Zelenskyy asks UN member states to strip Russia of Security Council veto power

Ukrainian President Volodymyr Zelenskyy urged world leaders on Wednesday to strip Russia of its vote in international institutions and its UN Security Council veto, saying that aggressors need to be punished and isolated.

Zelenskyy began his much-anticipated speech by video to the UN General Assembly hours after Russian President Vladimir Putin announced a partial mobilization of reservists to further his war against Ukraine.

While Zelenskyy had yet to address the development, he said that “a crime has been committed against Ukraine, and we demand just punishment,” laying out five non-negotiable conditions for peace between the two countries.

Those, he said, should include barring Russia from voting in international bodies and exercising its Security Council veto.

“So long as the aggressor is a party to decision-making in the international organizations, he must be isolated from them,” Zelenskyy said.

Among the other conditions he laid out were the restoration of Ukraine’s security, and guarantees about territorial integrity and security.

His speech received a standing ovation that lasted nearly a minute inside the General Assembly hall.
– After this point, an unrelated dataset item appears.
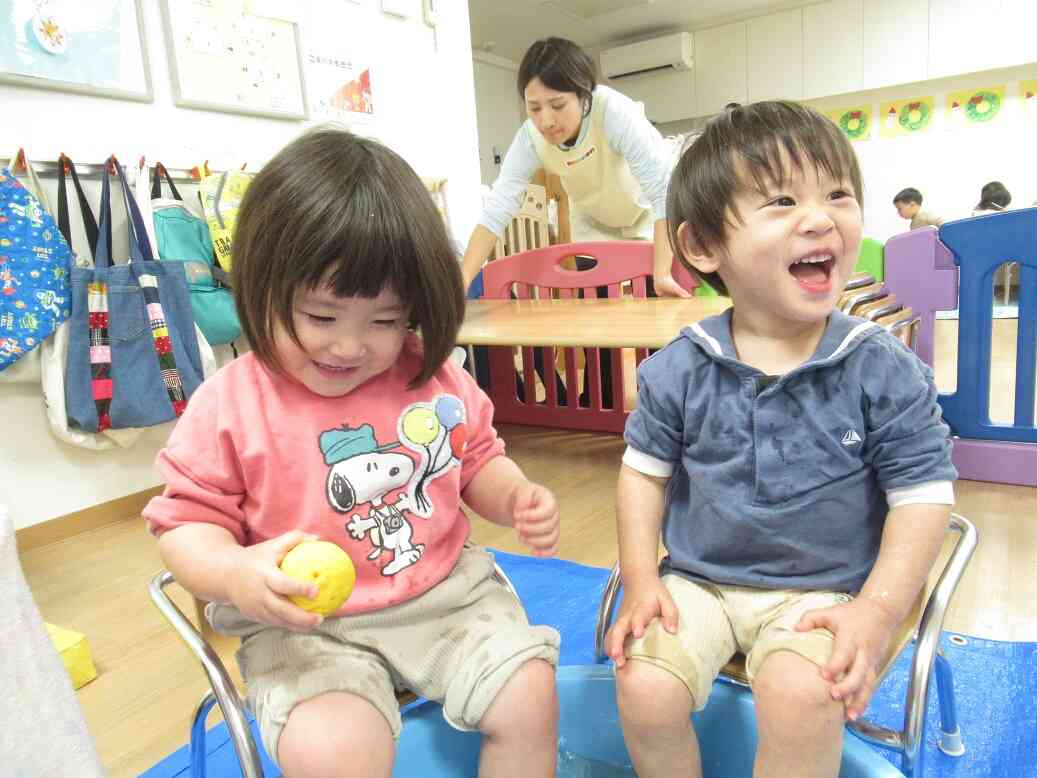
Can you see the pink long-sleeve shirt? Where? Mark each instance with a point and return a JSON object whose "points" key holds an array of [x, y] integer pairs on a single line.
{"points": [[379, 471]]}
Ukrainian first lady Olena Zelenska, surrounded by the Ukrainian delegation, listens to her husband address the United Nations General Assembly on Wednesday. (Julia Nikhinson/The Associated Press)

War dominates UN meeting

Russia hasn’t yet had its turn to speak at the gathering. Putin has said he sent his armed forces into Ukraine because of risks to his country’s security from what he considers a hostile government in Kyiv; to liberate Russians living in Ukraine — especially its eastern Donbas region — from what he views as the Ukrainian government’s oppression; and to restore what he considers to be Russia’s historical territorial claims on the country.

The war has dominated the global gathering, which comes nearly seven months after Russia launched what has become the largest military conflict in Europe since World War II.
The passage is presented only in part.